La voici donc, "la" fameuse séquence de Pierre Ménès face à Marie Portolano. C'est une des séquences du documentaire Je ne suis pas une salope censurées par Canal+. Cyril Hanouna (C8, groupe Canal+) avait promis de les diffuser en intégralité. Il n'en diffuse que trois minutes (sur dix-sept minutes censurées au total). Les autres suivront peut-être.

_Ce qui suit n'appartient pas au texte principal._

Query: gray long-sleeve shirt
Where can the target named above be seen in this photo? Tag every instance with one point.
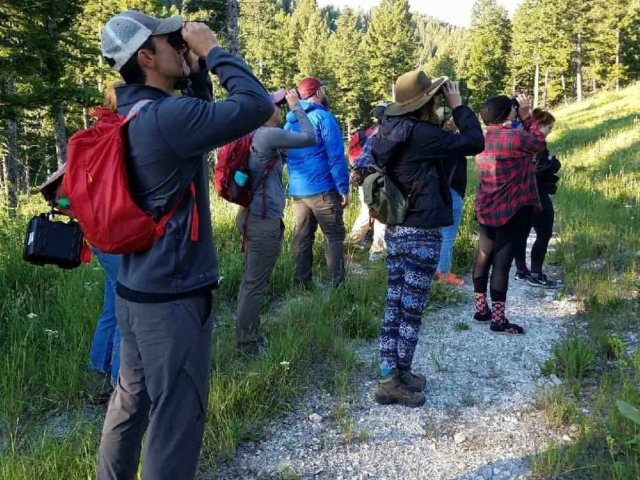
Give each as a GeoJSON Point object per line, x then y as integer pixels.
{"type": "Point", "coordinates": [267, 143]}
{"type": "Point", "coordinates": [166, 144]}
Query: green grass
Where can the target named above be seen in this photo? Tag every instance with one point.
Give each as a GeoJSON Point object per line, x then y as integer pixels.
{"type": "Point", "coordinates": [48, 318]}
{"type": "Point", "coordinates": [43, 356]}
{"type": "Point", "coordinates": [598, 219]}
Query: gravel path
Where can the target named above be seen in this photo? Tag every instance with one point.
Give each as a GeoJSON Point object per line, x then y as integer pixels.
{"type": "Point", "coordinates": [479, 421]}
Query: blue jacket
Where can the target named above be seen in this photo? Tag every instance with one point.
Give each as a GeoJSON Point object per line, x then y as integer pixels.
{"type": "Point", "coordinates": [323, 167]}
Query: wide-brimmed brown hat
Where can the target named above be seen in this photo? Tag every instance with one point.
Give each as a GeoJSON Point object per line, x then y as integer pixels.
{"type": "Point", "coordinates": [413, 91]}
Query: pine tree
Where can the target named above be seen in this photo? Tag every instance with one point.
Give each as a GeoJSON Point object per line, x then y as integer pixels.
{"type": "Point", "coordinates": [312, 51]}
{"type": "Point", "coordinates": [490, 45]}
{"type": "Point", "coordinates": [347, 63]}
{"type": "Point", "coordinates": [389, 46]}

Que la diffusion, sur une chaîne du groupe, de cette séquence censurée par la chaîne-amiral permette de joindre l'utile à l'agréable, c'est à dire une bonne audience à une défense-maison : ainsi fonctionne le système Canal+ (c'est le directeur de Canal+, Gérald-Brice Viret, qui a conseillé à Ménès d'aller désamorcer l'affaire chez Hanouna). 

En résulte donc un méli-mélo de téléscopage temporel, dans laquelle Ménès se "détriple". Ce sont trois Ménès, qui s'embrouillent sous nos yeux dans leurs regrets toujours à contretemps. Il faut en effet tenter de distinguer le Ménès-2016, celui qui soulève en public la jupe de Marie Portolano ; Menès-2020, celui qui répond à Portolano pour son documentaire ; et Ménès-2021, qui se re-visionne sur le plateau de Hanouna.

Dans la séquence censurée, Ménès-2020 se trouve face à une femme qu'il a humiliée. C'est la victime, aujourd'hui, qui a construit le dispositif, c'est elle qui mène l'entretien. "Tu te souviens que tu avais soulevé ma jupe devant tout le monde, il y a quatre ou cinq ans ?" "Pas du tout" "Eh bien tu vois, moi je m'en souviens" "Ouais" "Est-ce que tu le referais aujourd'hui?" "Oh oui" "Soulever la jupe de quelqu'un comme ça ?" "Oh oui" "Même en sachant que ça peut être humiliant ?" "Ça t'a humiliée ?" "Oui" "Ah bon. J'en suis désolé". Un silence. "Mais faut aussi prendre les gens comme ils sont. J'ai été embauché parce que je suis un personnage. Je t'ai peut-être soulevé ta jupe, je ne m'en souviens absolument pas. Mais est-ce que j'ai été incorrect avec toi une fois ?" "Ben là oui" "Non, mais indépendamment de ça ?"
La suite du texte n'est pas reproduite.